Se donner une chance pour réussir la ZLECAf

L’AUDA-NEPAD et Frederick S. Pardee Center for International Futures (Université de Denver) ont publié conjointement une étude sur les conditions de réussite dans la mise en œuvre de l’Accord de libre-échange continentale africaine. En voici les principaux enseignements.

Depuis la création de la Zone de libre-échange continentale africaine (ZLECAf), entérinée lors du sommet de l’Union Africaine à Niamey, le 7 juillet 2019, nous n’avons de cesse de faire avancer l’idée qu’un marché commun pour et par les Africains est possible pour ainsi créer un marché unique des biens et des services afin de faciliter la libre circulation des personnes et des investissements, et jeter les bases d’une union douanière continentale. Nous continuons à promouvoir auprès des chefs de gouvernement cette intégration économique, privilégiant le partage des bénéfices économiques aux rivalités historiques et aux gains relatifs.

Cette étude s’inscrit dans cette démarche. Elle permet de mettre à plat l’ensemble des défis locaux et internationaux susceptibles d’accroître ou d’entraver la mise en œuvre de l’Accord. Elle éclaire ainsi les décideurs africains en mettant à leur disposition des données chiffrées objectives pour les aiguiller dans leur prise de décision. Car la condition préalable à la mise en œuvre de la ZLECAf reste la volonté politique de faire progresser les relations commerciales intracontinentales. Il s’agira alors pour les parties prenantes de coordonner et d’harmoniser les politiques commerciales aux niveaux national, régional, continental et mondial.

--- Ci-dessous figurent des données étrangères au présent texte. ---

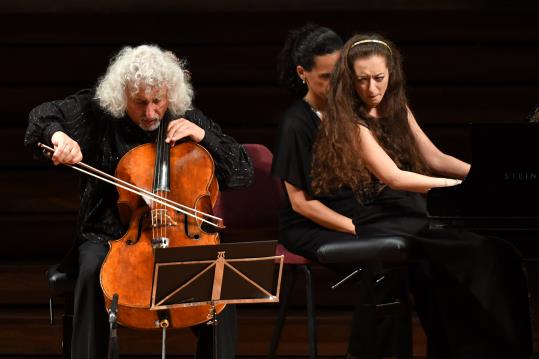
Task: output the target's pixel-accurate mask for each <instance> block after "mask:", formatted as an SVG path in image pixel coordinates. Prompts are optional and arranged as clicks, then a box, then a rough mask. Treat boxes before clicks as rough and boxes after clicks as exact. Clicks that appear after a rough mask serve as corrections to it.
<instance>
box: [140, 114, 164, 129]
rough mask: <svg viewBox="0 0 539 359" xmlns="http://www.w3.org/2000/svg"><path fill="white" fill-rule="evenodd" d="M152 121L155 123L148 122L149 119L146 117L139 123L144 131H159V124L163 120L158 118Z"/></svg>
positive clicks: (144, 116)
mask: <svg viewBox="0 0 539 359" xmlns="http://www.w3.org/2000/svg"><path fill="white" fill-rule="evenodd" d="M151 120H152V121H153V122H148V118H147V117H146V116H144V117H143V118H142V119H141V120H140V122H139V127H140V128H142V129H143V130H144V131H154V130H157V128H158V127H159V124H160V123H161V120H160V119H159V117H158V116H155V117H153V118H152V119H151Z"/></svg>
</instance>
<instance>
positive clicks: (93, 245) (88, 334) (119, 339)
mask: <svg viewBox="0 0 539 359" xmlns="http://www.w3.org/2000/svg"><path fill="white" fill-rule="evenodd" d="M108 249H109V247H108V245H107V244H99V243H92V242H85V243H83V244H81V245H80V246H79V247H78V263H79V269H78V277H77V282H76V285H75V294H74V314H73V336H72V341H71V358H73V359H105V358H106V357H107V352H108V340H109V323H108V315H107V312H106V309H105V303H104V300H103V292H102V291H101V286H100V283H99V272H100V268H101V264H102V263H103V260H104V259H105V256H106V254H107V252H108ZM217 318H218V326H217V330H218V333H217V335H218V339H219V341H218V354H219V358H223V359H232V358H234V357H235V349H236V308H235V306H233V305H232V306H231V305H228V306H226V308H225V309H224V310H223V311H222V312H221V313H220V314H219V315H218V316H217ZM192 330H193V332H194V333H195V335H197V337H198V342H197V352H196V356H195V357H196V358H197V359H211V358H213V338H214V336H213V327H212V326H211V325H206V324H200V325H197V326H195V327H192ZM119 340H120V342H121V338H119Z"/></svg>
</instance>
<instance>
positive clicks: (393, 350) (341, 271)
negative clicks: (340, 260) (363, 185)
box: [272, 24, 409, 358]
mask: <svg viewBox="0 0 539 359" xmlns="http://www.w3.org/2000/svg"><path fill="white" fill-rule="evenodd" d="M341 47H342V40H341V39H340V37H339V36H338V35H337V34H336V33H335V32H333V31H332V30H330V29H328V28H325V27H320V26H316V25H312V24H309V25H306V26H304V27H302V28H300V29H297V30H293V31H291V32H290V34H289V36H288V38H287V40H286V43H285V46H284V48H283V50H282V52H281V55H280V61H279V75H280V80H281V82H282V83H283V84H284V85H286V86H287V87H288V88H289V89H290V90H291V92H292V93H293V94H294V95H295V96H296V97H297V98H298V100H296V101H295V102H294V103H293V104H292V105H291V106H290V107H289V108H288V110H287V111H286V112H285V114H284V116H283V119H282V122H281V125H280V129H279V134H278V141H277V146H276V149H275V157H274V160H273V168H272V173H273V175H274V176H276V177H278V178H279V179H281V180H282V183H283V187H284V189H285V192H286V203H285V207H284V208H283V209H282V211H281V215H280V242H281V243H282V244H283V245H284V246H285V247H286V248H287V249H288V250H290V251H292V252H294V253H297V254H299V255H301V256H303V257H306V258H309V259H311V260H316V252H317V250H318V248H319V247H320V246H322V245H324V244H326V243H332V242H336V241H355V240H358V239H357V238H356V233H355V226H354V224H353V223H352V216H353V214H354V211H355V208H356V206H357V205H358V204H357V201H356V200H355V198H354V193H353V192H352V191H351V190H349V189H342V190H340V191H339V192H337V193H333V194H332V195H331V196H316V195H314V193H313V191H312V189H311V178H310V175H309V173H310V171H311V151H312V146H313V143H314V139H315V136H316V133H317V131H318V127H319V125H320V122H321V121H323V120H324V111H325V108H326V97H327V92H328V88H329V80H330V77H331V73H332V71H333V69H334V66H335V63H336V62H337V61H338V60H339V58H340V49H341ZM358 265H359V263H358ZM334 269H336V270H338V271H339V272H342V273H343V274H349V273H350V272H351V271H352V270H354V269H357V266H356V267H345V266H343V267H341V268H334ZM384 278H385V279H384V280H383V281H382V282H381V283H380V285H378V286H377V293H376V294H375V295H376V297H377V300H379V301H385V300H387V299H390V300H394V299H395V298H397V297H399V296H400V295H402V293H401V292H400V288H401V285H400V284H399V278H398V277H397V276H396V275H393V274H390V273H389V272H385V273H384ZM359 320H360V319H359V318H358V314H357V313H355V314H354V319H353V323H352V331H351V335H350V341H349V347H348V354H347V357H348V358H354V357H355V355H359V354H360V353H359V348H358V345H359V340H358V323H359ZM396 323H397V322H396V321H395V320H394V319H393V320H390V319H387V320H384V321H383V322H382V323H381V324H380V327H379V331H380V335H379V338H384V339H383V340H382V341H383V343H380V345H382V346H383V349H382V352H384V353H387V355H388V356H391V354H392V353H395V352H396V350H397V349H396V346H397V345H398V344H397V343H398V341H399V338H403V337H407V334H406V333H405V332H404V333H403V331H407V330H409V328H408V327H407V325H406V323H405V321H402V322H400V321H399V322H398V323H399V324H400V325H397V324H396Z"/></svg>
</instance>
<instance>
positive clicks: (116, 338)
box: [107, 294, 118, 359]
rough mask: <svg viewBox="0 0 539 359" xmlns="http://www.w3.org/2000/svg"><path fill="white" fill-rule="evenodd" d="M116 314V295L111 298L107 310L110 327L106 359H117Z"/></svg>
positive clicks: (116, 314) (113, 295) (117, 353)
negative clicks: (111, 302) (109, 332)
mask: <svg viewBox="0 0 539 359" xmlns="http://www.w3.org/2000/svg"><path fill="white" fill-rule="evenodd" d="M117 313H118V294H114V295H113V296H112V303H111V306H110V310H109V325H110V334H109V335H110V336H109V351H108V355H107V358H108V359H118V335H117V333H116V329H117V327H118V323H117V321H116V319H117Z"/></svg>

Repenser les sources de recettes publiques
La ZLECAf appelle à la suppression de 90 % des droits de douane sur le commerce intra-africain ce qui, pour certains pays tributaires de ces taxes, pourrait représenter une baisse des recettes publique et donc un obstacle à la réussite de l’Accord. Or, selon les données tirées de l’étude, les tarifs douaniers intra-africains sont faibles par rapport aux tarifs entre l’Afrique et le reste du monde. Environ 1,5 % du PIB africain soit 37 milliards de dollars provient des droits de douane sur les importations en provenance du reste du monde. Par comparaison, les recettes tarifaires du commerce intra-africain ne représentent que 0,1 % du PIB africain en 2015 soit 3,5 milliards de dollars. Aussi, la mise en œuvre de la ZLECAf aura un effet négatif limité sur les recettes publiques au niveau du continent.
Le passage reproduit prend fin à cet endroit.